When they had gone on their honeymoon it was not about sightseeing, but seeing what it would be like to live in New York. So many years before they spent their time walking, talking, eating, going to shows, and just living for that week in Manhattan. Now, with two children, careers, and responsibilities, they took the time to see all the great things about New York City.
They bouldered in Central Park, went to the top of the Empire State Building, took the ferry to see the Statue of Liberty. But it was near the end of the vacation when they went to go find the Carnegie Deli that they felt a true sense of loss. The deli had closed. The memories they had of the odd seating and the decadent cheesecake fell by the wayside.
Somewhat dejected they made their way back to the life of the city to find an alternative dinner. Having already had New York Pizza and a hot dog from a street vendor they went with some random sports bar off of Times Square. The dinner was fine and as they were gathering their coats to take a late February subway ride back to their hotel facing Central Park, they noticed a bright orange and white sign.
The colors immediately brought to mind Whataburger, a burger joint in Texas that has a near cult following. They followed the colorful lights like a group of zombies to noise. What they were treated with was not the southern hospitality of Whataburger, but the lively, fun, energy of New York
City living in the bright orange and white restaurant. It was named Juniors and it boasted about the quality of its cheesecake.
Kara and Rick looked at one another with that fondness they felt those few times around cheesecake and decided to share the moment with their kids. Despite the idea in his head that everyone would want one of the wild flavors like cookie and cream or strawberry shortcake, he ordered four plain cheesecakes with the strawberry topping.
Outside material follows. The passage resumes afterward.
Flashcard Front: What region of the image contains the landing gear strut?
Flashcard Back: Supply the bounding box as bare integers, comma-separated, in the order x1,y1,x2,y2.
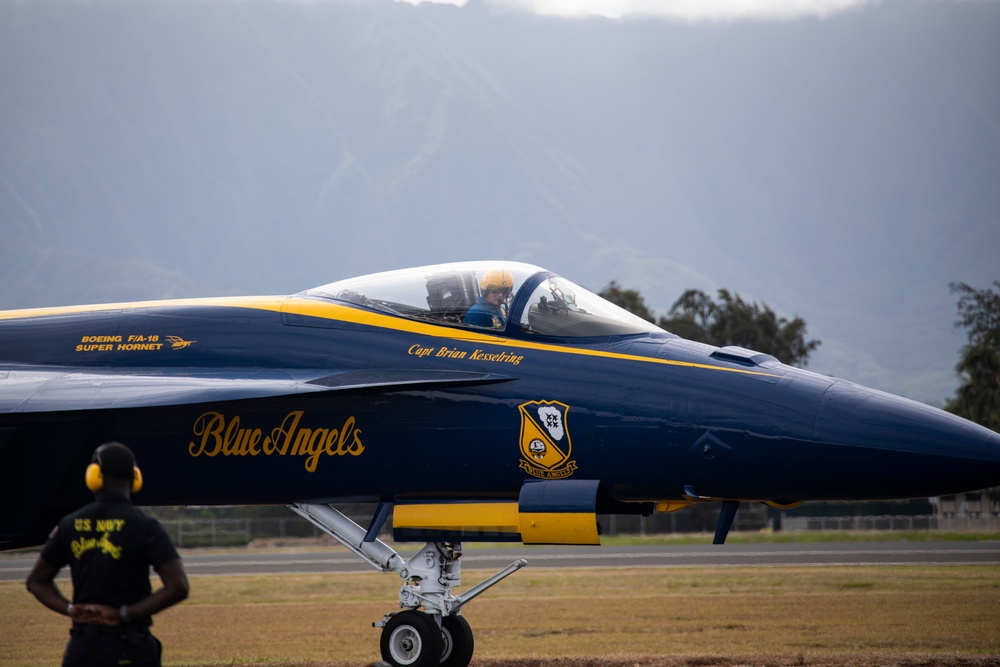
289,503,528,667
They took their plates and sat outside in the cold eating their cheesecakes and watching the crowd huddle outside during the intermission of Hello Dolly across the sidewalk. It was a moment none of them could describe. The kids made sounds trying to put voice to the happiness their taste buds had found in the cheesecake. Rick and Kara and laughed at their kids, felt happy for what they still had, and held hands under the table. It was one of those times where nothing really happens, but there is a memory that lasts forever. The family all finished their cheesecake and felt miserably full. Rick looked at Kara and said, “I love you.” Knowing that he was once again feeling that tie back to their proposal and honeymoon. The cheesecake had done it again.